**EINSTEINIAN LENGTH CONTRACTION.**A 1 km long train (1 km long in the observer's stationary frame) goes past the observer at 50 km/s. Einstein would say that the train appears shorter by 0.014 mm. Here the standard FitzGerald-Lorentz factor of (1-vv/cc)^0.5 for 50 km/s is 0.999 999 986 111 111.

**AETHERIAN LENGTH CONTRACTION.**If the aetherwind is 00 km/s, ie if the observer is in the absolute frame, then Mac, an aetherist, will agree with Einstein's 0.014 mm. Using the same factor.

**AETHERWIND.**But if the aetherwind is blowing at 500 km/s vertically upwards through the observer then Mac will say that the train will appear shorter by 0.140 mm, ie approx 10 times the Einsteinian number. This is because Mac draws a triangle 500 km/s high & 50 km/s long with a hypotenuse of 502.5 km/s, the 502.5 km/s being the aether wind blowing through the train. Mac uses the 502.5 for the v, giving a factor of 0.999 998 597. This gives a 1.40 mm contraction along the almost vertical angle of the 502.5 km/s. But the train is not on that angle, it is horizontal, so Mac calculates the horizontal component of the 1.40 mm by using the factor 50/502.5 which gives 0.140 mm.

**EINSTEINIAN TIME DILATION.**An atomic clock (which Mac knows ticks at 1,000,000 cps in the observer's stationary frame) goes past the observer at 50 km/s. Einstein would say that the clock appears to tick slower by 0.013 888 889 cps. Here the standard Lorentz time dilation factor of (1-vv/cc)^0.5 for 50 km/s is 0.999 999 986 111 111, ie the same as for length contraction.

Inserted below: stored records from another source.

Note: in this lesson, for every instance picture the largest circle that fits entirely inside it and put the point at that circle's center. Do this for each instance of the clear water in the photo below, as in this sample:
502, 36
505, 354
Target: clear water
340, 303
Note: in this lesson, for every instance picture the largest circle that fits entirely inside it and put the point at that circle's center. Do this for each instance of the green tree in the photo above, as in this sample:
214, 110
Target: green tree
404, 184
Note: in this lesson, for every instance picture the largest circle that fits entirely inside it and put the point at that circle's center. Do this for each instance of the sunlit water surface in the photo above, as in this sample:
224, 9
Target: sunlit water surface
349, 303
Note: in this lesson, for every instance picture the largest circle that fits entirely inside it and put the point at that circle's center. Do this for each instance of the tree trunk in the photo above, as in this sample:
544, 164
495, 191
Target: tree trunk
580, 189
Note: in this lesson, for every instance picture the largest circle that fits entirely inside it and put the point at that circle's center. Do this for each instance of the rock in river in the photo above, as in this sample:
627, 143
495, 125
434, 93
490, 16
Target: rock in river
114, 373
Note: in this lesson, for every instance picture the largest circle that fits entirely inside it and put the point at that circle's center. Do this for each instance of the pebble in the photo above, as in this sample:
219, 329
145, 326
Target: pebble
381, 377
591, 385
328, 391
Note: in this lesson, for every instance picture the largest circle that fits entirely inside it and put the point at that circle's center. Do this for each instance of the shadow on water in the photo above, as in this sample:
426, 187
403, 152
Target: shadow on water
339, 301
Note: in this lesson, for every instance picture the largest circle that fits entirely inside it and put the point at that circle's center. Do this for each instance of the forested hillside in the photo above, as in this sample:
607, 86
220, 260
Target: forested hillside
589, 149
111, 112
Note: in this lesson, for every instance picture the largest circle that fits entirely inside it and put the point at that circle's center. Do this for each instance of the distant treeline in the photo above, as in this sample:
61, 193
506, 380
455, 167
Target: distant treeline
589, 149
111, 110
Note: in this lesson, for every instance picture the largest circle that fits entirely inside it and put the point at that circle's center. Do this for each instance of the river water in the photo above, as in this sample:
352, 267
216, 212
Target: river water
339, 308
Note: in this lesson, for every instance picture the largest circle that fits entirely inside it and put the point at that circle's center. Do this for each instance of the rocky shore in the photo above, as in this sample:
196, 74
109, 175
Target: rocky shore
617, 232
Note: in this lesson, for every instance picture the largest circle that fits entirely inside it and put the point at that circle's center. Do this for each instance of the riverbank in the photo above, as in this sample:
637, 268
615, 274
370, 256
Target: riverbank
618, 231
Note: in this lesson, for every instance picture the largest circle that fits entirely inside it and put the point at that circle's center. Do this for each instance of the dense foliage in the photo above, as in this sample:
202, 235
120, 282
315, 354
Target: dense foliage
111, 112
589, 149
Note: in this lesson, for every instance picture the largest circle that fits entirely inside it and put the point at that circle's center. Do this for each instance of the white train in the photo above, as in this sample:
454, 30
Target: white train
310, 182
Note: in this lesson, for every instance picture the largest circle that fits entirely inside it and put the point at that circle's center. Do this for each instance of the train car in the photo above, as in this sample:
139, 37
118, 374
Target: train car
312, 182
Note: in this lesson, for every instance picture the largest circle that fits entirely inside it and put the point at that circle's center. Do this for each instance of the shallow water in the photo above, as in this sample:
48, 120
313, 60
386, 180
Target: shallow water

**AETHERIAN TICKING DILATION.**If the aetherwind is 00 km/s, ie if the observer is in the absolute frame, then Mac will agree with Einstein's 0.013 888 889 cps. Using the same factor.

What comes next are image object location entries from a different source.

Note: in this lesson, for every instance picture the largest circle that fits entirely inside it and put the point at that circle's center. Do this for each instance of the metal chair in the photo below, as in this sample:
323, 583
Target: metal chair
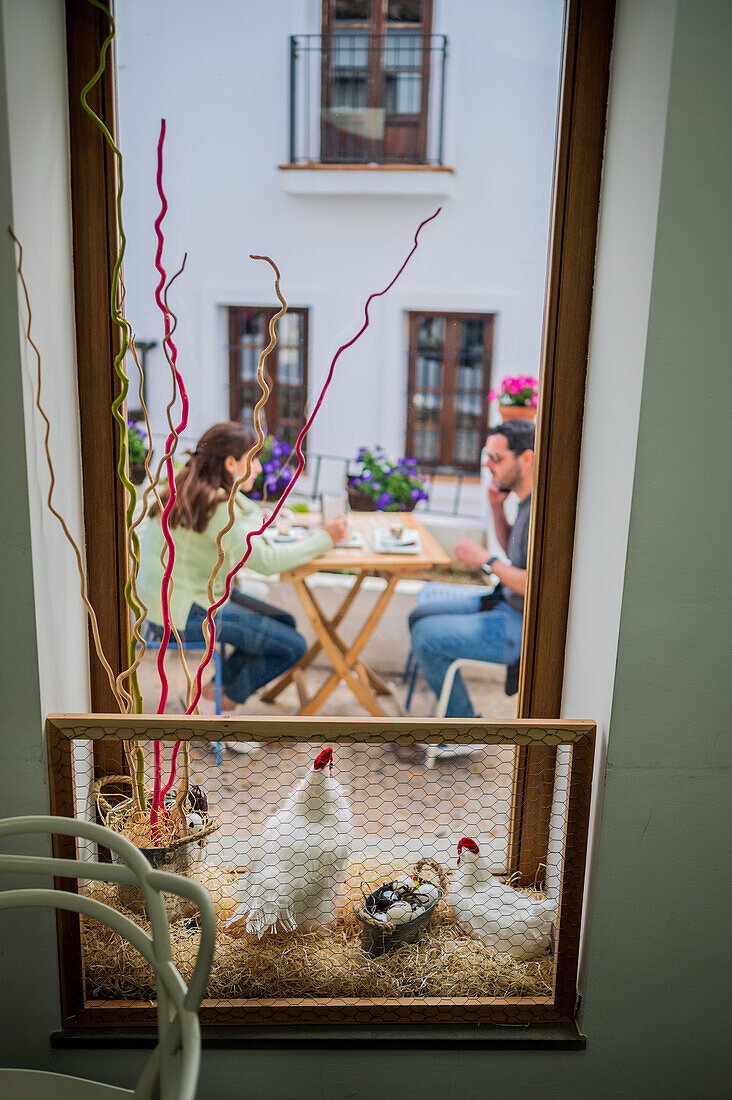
172, 1070
153, 635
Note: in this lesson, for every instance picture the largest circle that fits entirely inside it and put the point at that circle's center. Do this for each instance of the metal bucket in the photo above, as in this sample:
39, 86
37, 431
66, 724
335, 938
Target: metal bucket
181, 859
375, 941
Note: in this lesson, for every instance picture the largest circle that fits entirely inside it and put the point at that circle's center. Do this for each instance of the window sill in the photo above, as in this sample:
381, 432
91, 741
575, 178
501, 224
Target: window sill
565, 1036
407, 179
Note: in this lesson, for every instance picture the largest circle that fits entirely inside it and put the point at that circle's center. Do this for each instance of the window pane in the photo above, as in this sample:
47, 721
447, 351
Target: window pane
426, 446
403, 92
288, 329
470, 375
427, 408
403, 50
350, 50
467, 447
471, 337
404, 11
347, 11
288, 366
430, 332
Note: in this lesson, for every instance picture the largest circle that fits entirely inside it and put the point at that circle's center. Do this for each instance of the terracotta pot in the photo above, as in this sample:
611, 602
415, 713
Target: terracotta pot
517, 411
137, 473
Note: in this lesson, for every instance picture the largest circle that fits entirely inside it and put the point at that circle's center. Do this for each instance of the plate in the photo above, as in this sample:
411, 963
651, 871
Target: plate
384, 542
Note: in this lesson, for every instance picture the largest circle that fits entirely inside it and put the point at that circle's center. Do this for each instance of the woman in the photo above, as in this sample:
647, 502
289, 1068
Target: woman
265, 640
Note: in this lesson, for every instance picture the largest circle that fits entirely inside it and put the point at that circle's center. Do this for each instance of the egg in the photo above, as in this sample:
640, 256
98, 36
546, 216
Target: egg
427, 894
400, 912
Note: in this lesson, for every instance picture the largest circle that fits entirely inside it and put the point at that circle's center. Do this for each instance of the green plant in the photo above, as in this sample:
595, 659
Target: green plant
137, 443
275, 474
393, 486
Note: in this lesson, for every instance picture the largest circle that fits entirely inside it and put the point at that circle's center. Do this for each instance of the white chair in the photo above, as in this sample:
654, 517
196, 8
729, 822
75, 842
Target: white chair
172, 1070
433, 751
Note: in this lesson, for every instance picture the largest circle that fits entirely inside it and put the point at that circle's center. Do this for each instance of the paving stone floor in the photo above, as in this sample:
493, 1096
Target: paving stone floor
400, 806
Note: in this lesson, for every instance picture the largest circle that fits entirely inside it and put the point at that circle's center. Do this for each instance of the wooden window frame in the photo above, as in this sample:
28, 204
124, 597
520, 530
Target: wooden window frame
578, 162
272, 411
377, 26
450, 349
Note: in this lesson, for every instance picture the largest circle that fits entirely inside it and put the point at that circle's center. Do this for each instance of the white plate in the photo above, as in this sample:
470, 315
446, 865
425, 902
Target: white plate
352, 541
384, 542
295, 535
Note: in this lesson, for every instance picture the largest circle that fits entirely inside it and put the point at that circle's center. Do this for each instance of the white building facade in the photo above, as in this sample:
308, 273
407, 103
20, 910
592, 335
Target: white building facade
285, 141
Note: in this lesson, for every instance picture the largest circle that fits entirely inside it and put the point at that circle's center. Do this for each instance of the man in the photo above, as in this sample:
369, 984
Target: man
483, 627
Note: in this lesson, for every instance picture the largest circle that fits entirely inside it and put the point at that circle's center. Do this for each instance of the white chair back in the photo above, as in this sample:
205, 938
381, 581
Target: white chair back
172, 1071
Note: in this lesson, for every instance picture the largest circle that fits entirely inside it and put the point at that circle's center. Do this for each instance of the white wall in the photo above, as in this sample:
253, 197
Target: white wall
221, 84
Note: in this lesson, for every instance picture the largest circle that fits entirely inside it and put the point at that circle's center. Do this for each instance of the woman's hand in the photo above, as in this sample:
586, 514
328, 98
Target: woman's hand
337, 529
470, 552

**AETHERWIND.**But if the aetherwind is blowing at 500 km/s vertically upwards through the observer then Mac will say that the clock will appear to tick slower by 0.013 888 927 cps.

That is almost identical to the Einsteinian 0.013 888 889 cps. The question arises, why is this so close to the Einsteinian number, when the earlier similar scenario for length contraction gave an Aetherian number 10 times the Einsteinian number?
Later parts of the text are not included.